Kata laki-laki bulat pendek itu sambil berusaha tertawa untuk mengendalikan diri dari gejolak ketakutannya

"Diam."

Tiba-tiba Joko Manggolo membentak laki-laki yang sedang tertawa lebar itu.

Seketika itu juga ketawa laki-laki itu terhenti.

Joko Manggolo maju melangkah mendekati laki-laki itu, dan laki-laki itu mundur pelan-pelan.

Telunjuk Joko Manggolo menuding pada salah seorang yang ikut tergabung dalam meja orang-orang liar itu.

"Hae bajingan perampok, kamu. Kalian semua kumpul disini rupanya mau merampok yah,"

Bentak joko Manggolo yang tiba-tiba mengenali muka salah seorang dari rombongan laki-laki itu yang pernah merampok di Warung Randil malam-malam itu.

Muka orang yang ditunjuk Joko Manggolo itu menjadi pucat pasi, lamat-lamat ia agak ingat muka Joko Manggolo yang sempat menendangnya terhenyak dari pintu warung Randil itu, untung ia masih mampu melarikan diri

"Kamu yang malam-malam itu merampok di warung Randil, ya."

Hardik Joko Manggolo langsung tertuju kepada orang itu.

"Bu..buk...buk...buka...bukan aku...beb...benar...bukan aku,"

Jawab laki-laki hitam yang nampak mulai gusar dari tempat duduknya itu.

Ia tahu kehebatan Joko Manggolo ketika menghajar kawan-kawannya ketika merampok malam itu di Warug Randil. Keadaan menjadi panas, agaknya pertarungan tidak dapat dihindarkan, Joko Manggolo dikeroyok habis habisan oleh para perampok itu, tetapi ia masih dapat memenangkan perkelahian itu.

Seorang laki-laki pendek gempal yang tadi memperdaya Joko Manggolo dihajar habis oleh joko Manggolo, beberapa tendangannya telah meremukkan tulang iga laki-laki pemeras itu, sehingga ia tergeletak menggelepar.
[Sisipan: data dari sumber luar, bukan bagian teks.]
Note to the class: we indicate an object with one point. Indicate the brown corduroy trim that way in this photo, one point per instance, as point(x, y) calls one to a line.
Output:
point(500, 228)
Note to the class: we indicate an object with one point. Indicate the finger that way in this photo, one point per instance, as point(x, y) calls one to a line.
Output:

Kawan-kawannya pun dengan gencar melancarkan serangan dari berbagai jurusan, namun Joko Manggolo rupanya cukup tangguh menghadapi kawanan perampok yang walaupun memiliki keterampilan bertarung lumayan, masih dapat dirontokkan pertahannya oleh sabetan kaki Joko Manggolo yang terus berputar-putar menohok mengenai para kawanan perampok itu.

Pertarungan keroyokan itu telah memporak-porandakan bangku-bangku di barisan belakang yang terkena henyakan tubuh-tubuh para perampok yang besar kokoh itu.
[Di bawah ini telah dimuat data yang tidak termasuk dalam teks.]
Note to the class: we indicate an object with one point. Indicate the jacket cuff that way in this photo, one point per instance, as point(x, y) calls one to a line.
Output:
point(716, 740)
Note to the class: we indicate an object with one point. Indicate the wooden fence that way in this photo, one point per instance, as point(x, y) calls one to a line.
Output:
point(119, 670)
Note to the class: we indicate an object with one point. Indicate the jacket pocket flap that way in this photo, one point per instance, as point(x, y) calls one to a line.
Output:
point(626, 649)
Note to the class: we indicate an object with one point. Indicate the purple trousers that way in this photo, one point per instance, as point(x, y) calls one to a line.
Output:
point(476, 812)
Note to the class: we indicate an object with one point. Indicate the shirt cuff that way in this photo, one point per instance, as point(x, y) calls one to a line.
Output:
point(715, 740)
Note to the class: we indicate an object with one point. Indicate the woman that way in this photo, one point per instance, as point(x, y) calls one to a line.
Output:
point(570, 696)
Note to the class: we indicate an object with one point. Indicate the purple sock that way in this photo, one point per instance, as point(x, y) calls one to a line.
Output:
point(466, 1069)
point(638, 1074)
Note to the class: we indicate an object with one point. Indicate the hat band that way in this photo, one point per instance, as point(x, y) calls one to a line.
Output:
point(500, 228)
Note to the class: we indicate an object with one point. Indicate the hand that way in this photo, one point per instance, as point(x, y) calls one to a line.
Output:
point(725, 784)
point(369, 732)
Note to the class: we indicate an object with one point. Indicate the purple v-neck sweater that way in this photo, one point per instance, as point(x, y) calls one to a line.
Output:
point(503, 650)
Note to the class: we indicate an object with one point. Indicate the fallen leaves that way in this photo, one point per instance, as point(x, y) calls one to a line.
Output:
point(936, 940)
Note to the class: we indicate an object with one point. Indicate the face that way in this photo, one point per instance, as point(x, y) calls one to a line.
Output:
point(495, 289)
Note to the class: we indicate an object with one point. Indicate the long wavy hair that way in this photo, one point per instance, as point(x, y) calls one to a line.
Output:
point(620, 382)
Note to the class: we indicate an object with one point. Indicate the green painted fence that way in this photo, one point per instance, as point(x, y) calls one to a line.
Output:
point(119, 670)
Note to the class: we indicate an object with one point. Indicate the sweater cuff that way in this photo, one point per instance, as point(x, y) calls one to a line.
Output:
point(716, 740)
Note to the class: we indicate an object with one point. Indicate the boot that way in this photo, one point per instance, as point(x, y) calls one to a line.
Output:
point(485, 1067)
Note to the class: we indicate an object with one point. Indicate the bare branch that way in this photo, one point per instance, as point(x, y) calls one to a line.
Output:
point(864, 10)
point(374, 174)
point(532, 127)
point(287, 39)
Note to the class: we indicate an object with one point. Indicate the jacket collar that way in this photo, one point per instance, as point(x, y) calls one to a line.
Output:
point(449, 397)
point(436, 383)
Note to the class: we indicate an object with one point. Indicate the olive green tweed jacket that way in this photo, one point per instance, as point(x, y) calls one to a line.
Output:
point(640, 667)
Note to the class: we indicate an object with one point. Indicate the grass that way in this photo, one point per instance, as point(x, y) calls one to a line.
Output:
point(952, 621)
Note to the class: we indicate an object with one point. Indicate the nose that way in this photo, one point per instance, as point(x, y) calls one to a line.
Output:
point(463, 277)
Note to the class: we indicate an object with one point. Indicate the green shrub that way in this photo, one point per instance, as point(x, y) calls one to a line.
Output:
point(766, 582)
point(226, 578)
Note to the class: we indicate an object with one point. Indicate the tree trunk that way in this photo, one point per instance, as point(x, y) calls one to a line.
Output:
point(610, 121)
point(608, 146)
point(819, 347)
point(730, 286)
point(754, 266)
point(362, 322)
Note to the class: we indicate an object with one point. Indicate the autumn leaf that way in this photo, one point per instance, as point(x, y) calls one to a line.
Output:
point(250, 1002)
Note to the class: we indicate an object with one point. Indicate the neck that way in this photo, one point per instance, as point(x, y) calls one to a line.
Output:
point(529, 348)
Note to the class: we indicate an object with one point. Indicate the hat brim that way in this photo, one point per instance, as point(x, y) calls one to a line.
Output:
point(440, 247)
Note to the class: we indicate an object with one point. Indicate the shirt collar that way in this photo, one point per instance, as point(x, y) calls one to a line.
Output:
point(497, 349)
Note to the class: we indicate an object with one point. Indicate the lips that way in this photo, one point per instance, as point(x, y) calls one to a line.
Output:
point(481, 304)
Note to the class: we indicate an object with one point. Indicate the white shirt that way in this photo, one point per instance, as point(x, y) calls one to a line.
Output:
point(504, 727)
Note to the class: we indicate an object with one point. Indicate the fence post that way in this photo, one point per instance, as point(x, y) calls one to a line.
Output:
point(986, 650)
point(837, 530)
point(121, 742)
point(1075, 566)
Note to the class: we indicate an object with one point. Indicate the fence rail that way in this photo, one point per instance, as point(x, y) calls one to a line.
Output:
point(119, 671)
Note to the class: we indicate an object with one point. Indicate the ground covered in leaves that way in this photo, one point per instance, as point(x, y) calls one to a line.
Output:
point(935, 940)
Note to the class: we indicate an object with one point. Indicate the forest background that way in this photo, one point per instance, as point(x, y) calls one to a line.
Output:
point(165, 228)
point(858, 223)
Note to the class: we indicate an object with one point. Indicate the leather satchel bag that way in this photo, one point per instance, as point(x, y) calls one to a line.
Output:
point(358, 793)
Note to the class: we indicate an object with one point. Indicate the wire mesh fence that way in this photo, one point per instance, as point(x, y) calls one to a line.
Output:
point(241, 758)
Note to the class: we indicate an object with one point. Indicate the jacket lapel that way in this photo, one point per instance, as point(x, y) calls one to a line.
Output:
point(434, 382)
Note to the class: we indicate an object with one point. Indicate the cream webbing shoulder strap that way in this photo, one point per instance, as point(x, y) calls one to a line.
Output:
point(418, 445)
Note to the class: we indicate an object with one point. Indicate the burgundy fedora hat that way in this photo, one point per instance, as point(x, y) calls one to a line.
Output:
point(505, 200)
Suasana itu telah membuat keonaran dan mengganggu tamu lainnya yang lagi enak-enaknya bermain joget dengan perempuan-perempuan pemain tari gambyong itu.

Tak urung Warok Tanggorwereng pun merasa terganggu kenyamanannya dengan adanya perkelahian ini, sehingga amarahnya timbul.

Sebenarnya rombongan Warok Tanggorwereng itu tempat duduknya jauh di depan, diluar arena perkelahian mereka, akan tetapi karena banyak perempuan pemain gambyong yang tiba-tiba menghentikan tariannya, sehingga ia merasa terganggu ketenangannya oleh adanya kegaduhan di bangku-bangku belakang itu, maka ia pun kemudian ikut turut campur, padahal dia bukan dari rombongan para perampok itu.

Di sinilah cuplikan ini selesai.